2
$\begingroup$

Suppose you have

$ Y = X^2+Y^2 $

where $X$ and $Y$ are both Gaussian with zero mean and variance $\sigma^2/2$ (you can think of $y$ as the square norm of $Z = X + jY$). The pdf should be Erlang, but I'm not sure about the values of $\lambda$ and $k$.

  • 0
    You've used the same letter, $Y$, for two different things.2011-08-18

2 Answers 2

1

The easiest way to solve this would be compute characteristic function $\mathbb{E}(\mathrm{e}^{i t Y}) = \mathbb{E}(\mathrm{e}^{i t (X_1^2 + X_2^2)}) = \mathbb{E}(\mathrm{e}^{i t X_2^2}) \mathbb{E}(\mathrm{e}^{i t X_1^2})$.

For normal variate:

$ \mathbb{E}(\mathrm{e}^{i t x^2}) = \int_{-\infty}^{\infty} \frac{\mathrm{d}x}{\sqrt{\pi} \sigma} \mathrm{e}^{i t x^2} \mathrm{e}^{- \frac{x^2}{\sigma^2}} = \frac{1}{\sigma} \left( \frac{1}{\sigma^2} - i t\right)^{-\frac{1}{2}} = \frac{1}{\sqrt{1- i t \sigma^2}} $

Then you would compare this to the characteristic function of $\Gamma$ distribution to determite that it is the characteristic function of of $\Gamma(\alpha = \frac{1}{2}, \beta = \sigma^2)$.

Added: I should add, after seeing Michael's response that combining we get $\mathbb{E}(\mathrm{e}^{i t Y}) = (1-i t \sigma^2)^{-1}$, and this is gamma distribution with $\alpha=1$, also known as exponential distribution.

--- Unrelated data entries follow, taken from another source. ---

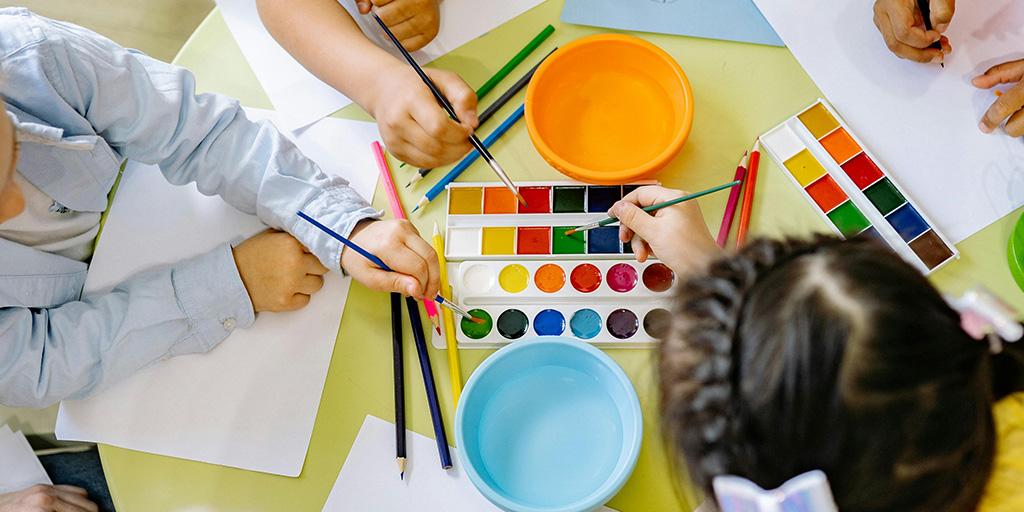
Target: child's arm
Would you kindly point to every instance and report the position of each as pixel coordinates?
(902, 27)
(677, 235)
(1009, 107)
(323, 36)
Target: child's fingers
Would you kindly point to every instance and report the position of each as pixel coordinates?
(639, 249)
(905, 29)
(310, 284)
(1000, 74)
(941, 13)
(1004, 107)
(1015, 125)
(312, 265)
(463, 98)
(425, 251)
(651, 195)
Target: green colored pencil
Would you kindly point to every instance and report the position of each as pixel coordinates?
(654, 208)
(514, 61)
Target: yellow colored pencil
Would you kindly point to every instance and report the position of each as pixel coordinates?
(455, 367)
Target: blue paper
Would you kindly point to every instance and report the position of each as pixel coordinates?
(727, 19)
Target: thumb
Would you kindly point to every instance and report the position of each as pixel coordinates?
(462, 97)
(633, 217)
(383, 281)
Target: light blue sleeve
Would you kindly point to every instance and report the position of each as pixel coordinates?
(148, 111)
(80, 347)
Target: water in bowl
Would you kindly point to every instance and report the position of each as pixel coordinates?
(551, 436)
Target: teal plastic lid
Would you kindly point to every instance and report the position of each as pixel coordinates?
(1015, 253)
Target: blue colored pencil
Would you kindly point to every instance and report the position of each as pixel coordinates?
(428, 382)
(468, 161)
(380, 263)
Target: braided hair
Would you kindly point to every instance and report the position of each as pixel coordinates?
(799, 354)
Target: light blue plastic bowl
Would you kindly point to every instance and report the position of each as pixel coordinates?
(549, 425)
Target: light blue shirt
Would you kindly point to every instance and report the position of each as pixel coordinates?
(82, 104)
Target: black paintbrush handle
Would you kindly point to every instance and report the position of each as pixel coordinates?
(399, 376)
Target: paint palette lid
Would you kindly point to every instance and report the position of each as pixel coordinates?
(609, 109)
(549, 424)
(1016, 253)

Alternatively you should use the fact that $X_1 =^d \frac{\sigma}{\sqrt{2}} Z_1$, where $Z_1$ is standard normal variate. Then $Y = X_1^2+X_2^2 = \frac{\sigma^2}{2} (Z_1^2+Z_2^2)$. Notice that $Z_1^2 + Z_2^2$ follows $\chi^2_2$, i.e chi-squared with two degrees of freedom, hence $Y$ is a rescaled $\chi^2_2$ variate.

1

I see that Sasha has written a very careful answer with a conspicuous omission: What you get is an exponential distribution, with expected value $\sigma^2$ (since the variance you started with is $\sigma^2/2$.

The chi-square distribution with two degrees of freedom is a memoryless exponential distribution.